Nutrition is one of the most important components when you have kidney disease. Knowing what to eat can be key in staying strong, healthy, and at lower risk of infections.

Protein is a macronutrient that your body needs to function properly. Protein provides us with the amino acids required for us to maintain bone mass, fight infections, grow muscle, and repair our tissues.

Everyone needs protein; however, those suffering from kidney disease are advised to limit their protein intake. When you have kidney disease your body may not be able to remove all the waste from the protein in your diet. When kidneys are not functioning properly, the byproducts of protein can build up in the body and damage other organs. The more protein waste your body needs to remove, the harder your kidneys need to work to get rid of it. Limiting protein may help slow the loss of kidney function.

When individuals start dialysis, the requirements change. Individuals now need a higher amount of protein to make up for the protein lost during treatment. Undergoing dialysis eliminates the risk of protein buildup.

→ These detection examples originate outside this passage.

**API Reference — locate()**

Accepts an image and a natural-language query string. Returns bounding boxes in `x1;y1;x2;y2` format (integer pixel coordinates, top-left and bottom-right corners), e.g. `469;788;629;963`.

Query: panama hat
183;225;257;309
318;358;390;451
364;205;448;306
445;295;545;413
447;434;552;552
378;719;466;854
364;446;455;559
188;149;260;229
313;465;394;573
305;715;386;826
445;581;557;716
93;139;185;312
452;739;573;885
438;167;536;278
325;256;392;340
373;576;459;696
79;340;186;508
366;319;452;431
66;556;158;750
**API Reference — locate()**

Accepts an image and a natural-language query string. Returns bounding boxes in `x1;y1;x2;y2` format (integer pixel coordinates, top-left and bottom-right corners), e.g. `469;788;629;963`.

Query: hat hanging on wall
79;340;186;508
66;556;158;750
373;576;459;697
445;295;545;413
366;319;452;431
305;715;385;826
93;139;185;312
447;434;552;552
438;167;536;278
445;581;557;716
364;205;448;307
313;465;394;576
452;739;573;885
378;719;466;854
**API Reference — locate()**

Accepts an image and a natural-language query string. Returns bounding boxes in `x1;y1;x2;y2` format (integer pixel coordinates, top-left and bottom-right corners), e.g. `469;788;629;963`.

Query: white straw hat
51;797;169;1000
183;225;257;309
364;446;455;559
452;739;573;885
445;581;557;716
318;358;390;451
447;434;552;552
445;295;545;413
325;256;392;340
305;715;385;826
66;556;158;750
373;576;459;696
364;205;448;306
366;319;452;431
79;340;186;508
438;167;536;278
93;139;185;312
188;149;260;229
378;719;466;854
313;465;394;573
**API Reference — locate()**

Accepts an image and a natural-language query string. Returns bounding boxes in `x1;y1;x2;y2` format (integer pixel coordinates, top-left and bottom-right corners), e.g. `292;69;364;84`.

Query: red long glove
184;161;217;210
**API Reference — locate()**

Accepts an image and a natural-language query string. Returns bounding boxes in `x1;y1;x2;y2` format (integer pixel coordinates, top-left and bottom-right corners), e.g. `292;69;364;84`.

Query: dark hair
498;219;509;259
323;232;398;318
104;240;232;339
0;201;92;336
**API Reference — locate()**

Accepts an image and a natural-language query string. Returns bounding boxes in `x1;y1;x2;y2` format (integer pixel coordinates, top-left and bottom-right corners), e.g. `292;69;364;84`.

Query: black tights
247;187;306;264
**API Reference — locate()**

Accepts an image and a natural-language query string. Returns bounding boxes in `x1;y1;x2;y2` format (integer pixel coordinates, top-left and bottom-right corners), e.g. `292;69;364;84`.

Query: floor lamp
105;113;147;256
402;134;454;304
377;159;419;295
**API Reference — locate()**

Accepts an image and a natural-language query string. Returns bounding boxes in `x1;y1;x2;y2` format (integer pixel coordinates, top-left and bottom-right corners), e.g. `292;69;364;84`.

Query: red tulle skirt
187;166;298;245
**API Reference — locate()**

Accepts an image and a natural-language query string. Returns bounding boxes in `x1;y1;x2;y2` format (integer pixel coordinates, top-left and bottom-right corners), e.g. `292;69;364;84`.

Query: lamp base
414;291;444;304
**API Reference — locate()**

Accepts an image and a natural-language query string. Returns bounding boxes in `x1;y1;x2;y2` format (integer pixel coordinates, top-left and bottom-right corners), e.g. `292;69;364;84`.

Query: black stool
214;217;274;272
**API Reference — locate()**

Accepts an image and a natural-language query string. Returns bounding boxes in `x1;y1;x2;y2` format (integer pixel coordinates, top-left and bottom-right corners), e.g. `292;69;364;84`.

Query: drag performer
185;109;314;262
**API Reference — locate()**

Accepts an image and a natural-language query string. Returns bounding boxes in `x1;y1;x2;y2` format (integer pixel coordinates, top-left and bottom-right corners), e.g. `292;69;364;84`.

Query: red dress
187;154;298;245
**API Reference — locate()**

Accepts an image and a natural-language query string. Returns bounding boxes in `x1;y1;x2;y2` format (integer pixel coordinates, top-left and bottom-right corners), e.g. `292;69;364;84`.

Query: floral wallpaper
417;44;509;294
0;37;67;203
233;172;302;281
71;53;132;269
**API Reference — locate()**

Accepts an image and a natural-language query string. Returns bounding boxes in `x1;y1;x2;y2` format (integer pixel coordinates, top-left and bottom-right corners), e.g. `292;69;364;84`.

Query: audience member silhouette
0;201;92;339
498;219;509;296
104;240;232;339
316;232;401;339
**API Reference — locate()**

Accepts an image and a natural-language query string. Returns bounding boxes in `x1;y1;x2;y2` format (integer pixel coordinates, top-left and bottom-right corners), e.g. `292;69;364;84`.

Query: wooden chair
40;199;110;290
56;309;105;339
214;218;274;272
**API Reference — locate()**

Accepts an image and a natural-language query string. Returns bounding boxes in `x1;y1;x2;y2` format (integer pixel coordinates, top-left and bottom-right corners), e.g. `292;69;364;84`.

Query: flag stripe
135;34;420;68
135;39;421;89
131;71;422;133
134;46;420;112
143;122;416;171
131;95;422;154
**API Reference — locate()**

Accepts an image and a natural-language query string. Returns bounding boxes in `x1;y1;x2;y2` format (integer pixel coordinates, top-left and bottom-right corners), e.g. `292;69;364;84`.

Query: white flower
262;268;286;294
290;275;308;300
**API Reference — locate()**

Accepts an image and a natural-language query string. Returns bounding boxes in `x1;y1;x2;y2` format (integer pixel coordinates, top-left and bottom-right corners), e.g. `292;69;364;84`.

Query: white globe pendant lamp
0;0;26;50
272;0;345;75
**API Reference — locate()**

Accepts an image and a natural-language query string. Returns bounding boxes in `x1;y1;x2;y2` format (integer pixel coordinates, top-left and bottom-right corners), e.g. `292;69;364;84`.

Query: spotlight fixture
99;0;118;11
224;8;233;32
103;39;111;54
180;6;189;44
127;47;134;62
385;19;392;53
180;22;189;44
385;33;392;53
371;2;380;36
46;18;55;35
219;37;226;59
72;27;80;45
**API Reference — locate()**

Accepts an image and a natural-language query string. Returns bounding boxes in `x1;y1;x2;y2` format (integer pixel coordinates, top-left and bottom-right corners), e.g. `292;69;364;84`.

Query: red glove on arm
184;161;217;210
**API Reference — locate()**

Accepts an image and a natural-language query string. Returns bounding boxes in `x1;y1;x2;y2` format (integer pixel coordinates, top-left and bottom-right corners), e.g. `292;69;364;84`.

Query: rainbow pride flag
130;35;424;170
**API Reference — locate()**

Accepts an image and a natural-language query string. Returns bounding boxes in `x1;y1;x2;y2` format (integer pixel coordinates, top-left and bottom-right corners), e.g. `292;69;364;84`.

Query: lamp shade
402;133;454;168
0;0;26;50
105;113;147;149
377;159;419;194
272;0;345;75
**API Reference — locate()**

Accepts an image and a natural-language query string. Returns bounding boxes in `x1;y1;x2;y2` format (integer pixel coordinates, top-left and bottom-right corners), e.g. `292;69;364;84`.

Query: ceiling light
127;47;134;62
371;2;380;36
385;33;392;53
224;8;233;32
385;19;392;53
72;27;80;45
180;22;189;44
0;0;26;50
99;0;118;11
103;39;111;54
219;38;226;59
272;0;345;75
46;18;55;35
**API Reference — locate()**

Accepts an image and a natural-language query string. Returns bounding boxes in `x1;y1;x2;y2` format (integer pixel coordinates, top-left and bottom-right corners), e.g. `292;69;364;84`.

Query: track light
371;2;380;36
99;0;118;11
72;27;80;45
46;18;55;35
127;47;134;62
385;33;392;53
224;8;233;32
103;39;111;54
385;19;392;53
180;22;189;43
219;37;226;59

Dialysis works by removing the buildup of waste and fluid in the blood. By doing so, dialysis also removes some of the albumin in your blood. Albumin is the protein responsible for delivering the vitamins and minerals from food to the rest of the body. Albumin also helps keep the fluid you drink in your cells and blood vessels. Since dialysis removes albumin from the system, the body is prone to suffer from infections as it doesn’t have the protein it needs to grow, repair, and fight off bacteria.

If you don’t get enough protein in your diet your body will start to break down your muscles to get the protein it needs. This may cause fatigue and weight loss and can increase your chances of infections.

If you have kidney disease, you need to ensure that you’re getting the right amount of protein to help your body build and repair muscle, heal wounds, and fight infections. The amount of protein your body will need will depend on the degree of kidney disease. Your dietitian will help you figure out how much is adequate to your diet.